With the dramatic growth of the Chinese population and families in Chinatown, the neighborhood’s once-ubiquitous pawnshops no longer play as prominent a role in the micro-economy of the once-segregated community.  The pawnbrokers have faded from view, their functions assumed in large part by institutional lenders and the jewelry stores.  They remain, however, an integral part of the colorful and historical past of San Francisco Chinatown’s.
youtube
“Arrest in Chinatown, San Francisco, Cal.” (c) October 25, 1897 by Thomas A. Edison, Inc., from the collection of the Library of Congress. “This film shows the arrest and conveyance of a Chinese man in Chinatown, watched by a crowd of onlookers.
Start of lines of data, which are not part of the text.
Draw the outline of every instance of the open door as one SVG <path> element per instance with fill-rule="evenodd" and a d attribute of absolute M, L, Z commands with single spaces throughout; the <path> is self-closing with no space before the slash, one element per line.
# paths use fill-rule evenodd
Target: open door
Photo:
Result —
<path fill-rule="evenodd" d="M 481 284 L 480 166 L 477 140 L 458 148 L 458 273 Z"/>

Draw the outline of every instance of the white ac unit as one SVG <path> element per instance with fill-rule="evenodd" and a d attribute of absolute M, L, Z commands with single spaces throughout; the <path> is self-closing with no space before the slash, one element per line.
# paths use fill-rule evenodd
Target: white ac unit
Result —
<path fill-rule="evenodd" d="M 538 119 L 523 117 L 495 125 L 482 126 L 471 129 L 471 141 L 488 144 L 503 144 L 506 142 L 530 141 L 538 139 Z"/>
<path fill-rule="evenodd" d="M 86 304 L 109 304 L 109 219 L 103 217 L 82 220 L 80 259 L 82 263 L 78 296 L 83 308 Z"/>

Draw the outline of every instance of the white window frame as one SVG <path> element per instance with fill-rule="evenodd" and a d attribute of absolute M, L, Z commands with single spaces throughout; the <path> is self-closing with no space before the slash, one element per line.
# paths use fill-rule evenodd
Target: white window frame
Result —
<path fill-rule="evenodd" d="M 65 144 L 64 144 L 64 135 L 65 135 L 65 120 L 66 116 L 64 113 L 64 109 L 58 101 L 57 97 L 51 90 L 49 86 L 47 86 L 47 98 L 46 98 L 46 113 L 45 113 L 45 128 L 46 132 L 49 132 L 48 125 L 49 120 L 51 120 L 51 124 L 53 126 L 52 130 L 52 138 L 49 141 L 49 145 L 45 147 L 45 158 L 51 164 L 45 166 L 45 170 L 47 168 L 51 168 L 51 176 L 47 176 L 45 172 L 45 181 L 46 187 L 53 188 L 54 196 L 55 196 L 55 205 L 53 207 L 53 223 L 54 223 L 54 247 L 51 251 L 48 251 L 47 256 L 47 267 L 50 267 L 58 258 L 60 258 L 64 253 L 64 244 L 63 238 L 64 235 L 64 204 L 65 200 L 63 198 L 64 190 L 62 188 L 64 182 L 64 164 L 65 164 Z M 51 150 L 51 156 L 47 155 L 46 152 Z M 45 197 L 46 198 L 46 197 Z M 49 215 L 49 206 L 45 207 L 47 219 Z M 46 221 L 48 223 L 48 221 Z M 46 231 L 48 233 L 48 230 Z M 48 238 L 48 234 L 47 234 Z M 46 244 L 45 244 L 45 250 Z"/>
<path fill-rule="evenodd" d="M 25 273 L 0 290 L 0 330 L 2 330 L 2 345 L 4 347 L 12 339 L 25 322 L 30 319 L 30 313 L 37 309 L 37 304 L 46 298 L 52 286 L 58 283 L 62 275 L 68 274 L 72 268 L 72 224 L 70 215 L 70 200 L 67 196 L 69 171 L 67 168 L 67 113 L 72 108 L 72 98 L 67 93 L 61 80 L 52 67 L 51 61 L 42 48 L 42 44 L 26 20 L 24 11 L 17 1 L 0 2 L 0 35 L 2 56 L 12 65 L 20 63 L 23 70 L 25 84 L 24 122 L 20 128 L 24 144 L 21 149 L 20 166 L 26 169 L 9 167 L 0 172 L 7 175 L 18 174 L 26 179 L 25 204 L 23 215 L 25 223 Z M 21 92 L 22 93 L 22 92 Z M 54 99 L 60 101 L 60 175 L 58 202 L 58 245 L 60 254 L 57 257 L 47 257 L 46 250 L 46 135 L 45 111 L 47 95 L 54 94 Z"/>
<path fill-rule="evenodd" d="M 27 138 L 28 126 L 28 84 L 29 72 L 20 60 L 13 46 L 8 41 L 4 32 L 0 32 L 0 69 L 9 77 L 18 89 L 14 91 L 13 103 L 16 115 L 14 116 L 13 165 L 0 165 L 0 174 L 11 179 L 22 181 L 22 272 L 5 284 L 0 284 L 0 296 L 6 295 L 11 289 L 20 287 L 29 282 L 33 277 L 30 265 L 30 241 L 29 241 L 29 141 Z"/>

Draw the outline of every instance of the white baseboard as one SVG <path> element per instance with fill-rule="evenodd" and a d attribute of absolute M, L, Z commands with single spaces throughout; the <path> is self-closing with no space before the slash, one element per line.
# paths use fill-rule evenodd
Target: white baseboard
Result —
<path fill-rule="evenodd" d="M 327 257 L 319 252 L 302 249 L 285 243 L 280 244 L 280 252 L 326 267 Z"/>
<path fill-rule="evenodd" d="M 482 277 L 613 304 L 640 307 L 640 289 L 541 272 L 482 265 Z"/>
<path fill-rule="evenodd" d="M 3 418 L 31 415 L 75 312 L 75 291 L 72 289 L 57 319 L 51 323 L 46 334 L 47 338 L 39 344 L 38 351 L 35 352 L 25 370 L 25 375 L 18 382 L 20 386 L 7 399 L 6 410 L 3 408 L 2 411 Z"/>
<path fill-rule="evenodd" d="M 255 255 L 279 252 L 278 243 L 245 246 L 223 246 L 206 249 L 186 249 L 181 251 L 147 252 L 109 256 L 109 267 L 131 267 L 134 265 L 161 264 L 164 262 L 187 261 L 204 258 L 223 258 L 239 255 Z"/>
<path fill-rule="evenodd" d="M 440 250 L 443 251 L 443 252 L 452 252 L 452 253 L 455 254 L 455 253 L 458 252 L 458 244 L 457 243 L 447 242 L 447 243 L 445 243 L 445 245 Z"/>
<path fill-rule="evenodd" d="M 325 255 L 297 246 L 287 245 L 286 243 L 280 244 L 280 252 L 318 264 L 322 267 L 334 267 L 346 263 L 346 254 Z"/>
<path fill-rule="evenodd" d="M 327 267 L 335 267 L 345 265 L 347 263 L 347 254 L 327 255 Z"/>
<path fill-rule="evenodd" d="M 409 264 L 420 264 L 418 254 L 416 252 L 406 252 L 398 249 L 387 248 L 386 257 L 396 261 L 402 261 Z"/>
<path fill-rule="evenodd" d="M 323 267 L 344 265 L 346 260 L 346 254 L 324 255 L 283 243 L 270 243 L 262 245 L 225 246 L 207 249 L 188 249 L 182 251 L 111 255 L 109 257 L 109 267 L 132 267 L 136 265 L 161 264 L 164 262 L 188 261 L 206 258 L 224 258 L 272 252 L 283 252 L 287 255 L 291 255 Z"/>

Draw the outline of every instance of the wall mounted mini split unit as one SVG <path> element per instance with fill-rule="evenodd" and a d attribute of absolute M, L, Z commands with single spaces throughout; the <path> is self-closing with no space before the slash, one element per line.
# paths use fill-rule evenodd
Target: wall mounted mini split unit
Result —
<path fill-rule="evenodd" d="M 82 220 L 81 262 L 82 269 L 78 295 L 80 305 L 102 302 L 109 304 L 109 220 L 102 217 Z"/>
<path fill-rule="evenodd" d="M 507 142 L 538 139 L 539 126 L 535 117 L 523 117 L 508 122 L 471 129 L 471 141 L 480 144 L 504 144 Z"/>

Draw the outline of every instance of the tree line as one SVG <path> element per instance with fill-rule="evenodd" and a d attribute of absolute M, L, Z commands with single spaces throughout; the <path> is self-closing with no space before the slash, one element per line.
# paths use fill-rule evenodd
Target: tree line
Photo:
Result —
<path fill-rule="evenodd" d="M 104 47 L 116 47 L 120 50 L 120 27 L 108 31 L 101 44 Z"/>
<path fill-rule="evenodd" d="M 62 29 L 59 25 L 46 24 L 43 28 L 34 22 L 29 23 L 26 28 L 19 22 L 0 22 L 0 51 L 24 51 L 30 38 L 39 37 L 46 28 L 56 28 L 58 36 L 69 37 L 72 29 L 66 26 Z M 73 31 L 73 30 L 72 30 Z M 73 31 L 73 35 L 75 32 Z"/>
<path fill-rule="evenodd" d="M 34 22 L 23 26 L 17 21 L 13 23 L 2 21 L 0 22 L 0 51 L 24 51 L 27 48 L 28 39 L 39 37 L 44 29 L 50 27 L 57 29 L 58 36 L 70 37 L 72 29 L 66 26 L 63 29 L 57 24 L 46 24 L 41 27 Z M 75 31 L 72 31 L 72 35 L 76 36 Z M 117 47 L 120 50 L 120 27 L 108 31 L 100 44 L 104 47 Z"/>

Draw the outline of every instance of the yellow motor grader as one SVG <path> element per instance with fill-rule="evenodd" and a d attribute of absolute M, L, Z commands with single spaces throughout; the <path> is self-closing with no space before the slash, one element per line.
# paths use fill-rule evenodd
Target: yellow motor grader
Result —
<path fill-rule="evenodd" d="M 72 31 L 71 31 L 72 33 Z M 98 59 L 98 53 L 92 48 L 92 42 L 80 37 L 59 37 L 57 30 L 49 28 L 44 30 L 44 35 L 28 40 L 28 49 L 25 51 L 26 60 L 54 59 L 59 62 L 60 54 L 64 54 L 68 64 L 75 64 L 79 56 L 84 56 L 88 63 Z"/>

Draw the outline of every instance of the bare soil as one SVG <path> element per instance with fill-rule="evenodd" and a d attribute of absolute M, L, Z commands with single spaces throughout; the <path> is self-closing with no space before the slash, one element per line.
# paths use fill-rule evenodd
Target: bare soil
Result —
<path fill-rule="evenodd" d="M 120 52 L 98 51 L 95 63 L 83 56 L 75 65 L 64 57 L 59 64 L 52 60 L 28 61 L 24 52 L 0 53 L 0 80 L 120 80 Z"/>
The precise date of this film and the arrest charge are uncertain. It is possible that the arrest was connected with the smuggling of illegal immigrants from China. By mutual agreement between China and the United States, a small quota of merchants and students was allowed to immigrate yearly, but few legal immigrants actually were of these professions, and illegal immigration continued. One of the San Francisco residences for new arrivals was located at 830/832 Washington Street, the general location from which the arrest[ed] party ascends at the start of the film. . ..”  The signs of the pawnshops can be seen in the background.